The BBC, Channel 4, Sky News are all more tightly regulated than the British press. Their standards are just as high, arguably higher. They practice investigative journalism. This is because of regulation, not in spite of it. One thing that is very clear is that the current system of regulating the press in the UK is broken.

And when George Monbiot says that it’s journalism’s “primary purpose” to “hold power to account” I say:

The purpose of most journalists is to write intelligible copy telling people about things that have happened that might interest them to a deadline (why do we call them “stories” rather than “truths”?).
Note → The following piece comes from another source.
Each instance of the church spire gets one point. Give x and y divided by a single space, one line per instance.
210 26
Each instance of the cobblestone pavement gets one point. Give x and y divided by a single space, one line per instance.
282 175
That’s a difficult job in itself (eye witnesses are notoriously unreliable). “Committed or campaigning” journalism does not necessarily lead to better journalism, and sometimes leads to a disregard for the facts. Scribes throughout history have simply reported what the powerful have done, often in a flattering light, and there’s value in that. Journalists are not doctors. The last thing we need is for them to turn into politicians.

One man’s moral high ground is another man’s killing field. Think first, judge later. Check the mirror.